Refinery maintenance and a surge in domestic demand cut into volumes available for export
Shipments of Russian seaborne diesel and gasoil dropped by 21% in May in monthly terms due to seasonal maintenance at the country’s refineries and a surge in domestic demand, tracking data from Refinitiv Eikon showed on Friday.
In May, about 5 million tons of refinery capacity stood idle, which is more than the 4.5 million tons that had been planned. The reason for the reduced refinery runs is that maintenance at several refineries has taken longer than previously expected, according to Reuters.

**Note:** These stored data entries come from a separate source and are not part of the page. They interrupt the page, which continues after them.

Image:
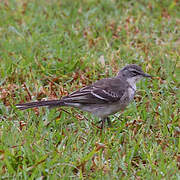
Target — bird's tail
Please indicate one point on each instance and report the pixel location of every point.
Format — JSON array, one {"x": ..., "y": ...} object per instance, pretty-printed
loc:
[{"x": 49, "y": 103}]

The EU embargo on Russian oil products prompted Moscow to redirect its trade flows, with diesel cargoes now heading to Africa, Asia, the Middle East, and ship-to-ship (STS) loadings being used instead deliveries to Europe.
Diesel exports totaled 3.1 million tons last month, with the bulk of cargos destined for Türkiye and Brazil, as traders push into new markets. Between January and May, Russia sent 5.2 million tons of the fuel to Türkiye and 1.6 million tons to Brazil, according to Refinitiv. These figures represent a substantial increase compared to the entire 2022, when 5 million tons and 74,000 tons were delivered to Türkiye and Brazil, respectively.

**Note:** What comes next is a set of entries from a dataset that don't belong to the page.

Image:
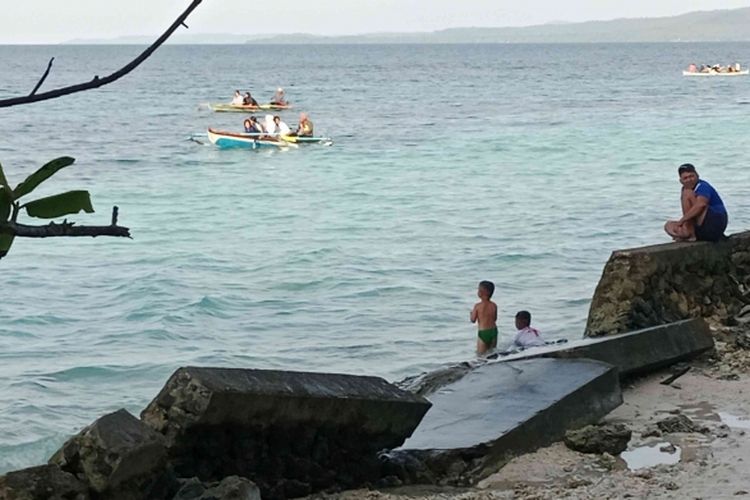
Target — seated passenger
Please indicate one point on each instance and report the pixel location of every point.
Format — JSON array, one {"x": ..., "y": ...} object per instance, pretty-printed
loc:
[
  {"x": 305, "y": 126},
  {"x": 279, "y": 98},
  {"x": 526, "y": 336},
  {"x": 248, "y": 100},
  {"x": 252, "y": 126},
  {"x": 281, "y": 127}
]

Russian diesel exports to African countries were also slightly down in May, totaling about 500,000 tons compared to 900,000 tons in April, with Togo, Libya and Tunisia being the main importers, according to ship tracking data.
Supplies to Türkiye slipped to 900,000 tons last month, from 1.2 million tons delivered in April.

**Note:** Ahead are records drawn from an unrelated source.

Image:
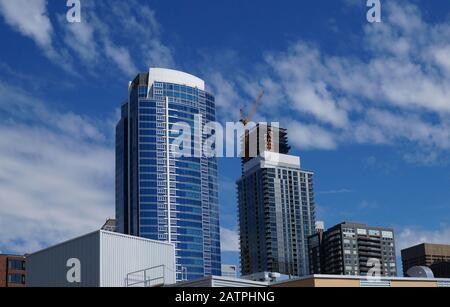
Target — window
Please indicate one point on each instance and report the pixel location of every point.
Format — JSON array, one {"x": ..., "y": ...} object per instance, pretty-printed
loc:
[
  {"x": 16, "y": 279},
  {"x": 16, "y": 265}
]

About 325,000 tons of diesel loaded from Russian ports in May were destined for ship-to-ship transfers near the Greek city of Kalamata. Most of the cargo did not have a confirmed destination. These shipments were likely heading to Asia or the Middle East, traders told Reuters.
According to Refinitiv shipping data, diesel loadings from Russian ports to Saudi Arabia totaled about 95,000 tons last month, after 383,400 tons were loaded in April. Another 170,000 tons were heading to Fujairah, the major transit and blending hub for oil products in the United Arab Emirates.
The reduction in fuel exports comes amid a cut in Russia’s oil production announced in February. Moscow pledged to voluntarily curtail oil output by 500,000 barrels per day starting in March. The move followed a Western-imposed price ceiling of $60 per barrel, a mechanism that Moscow views as unacceptable.
Data from the commodity tracking company Kpler indicated in May that Russian state energy companies were fulfilling the obligation to cut output.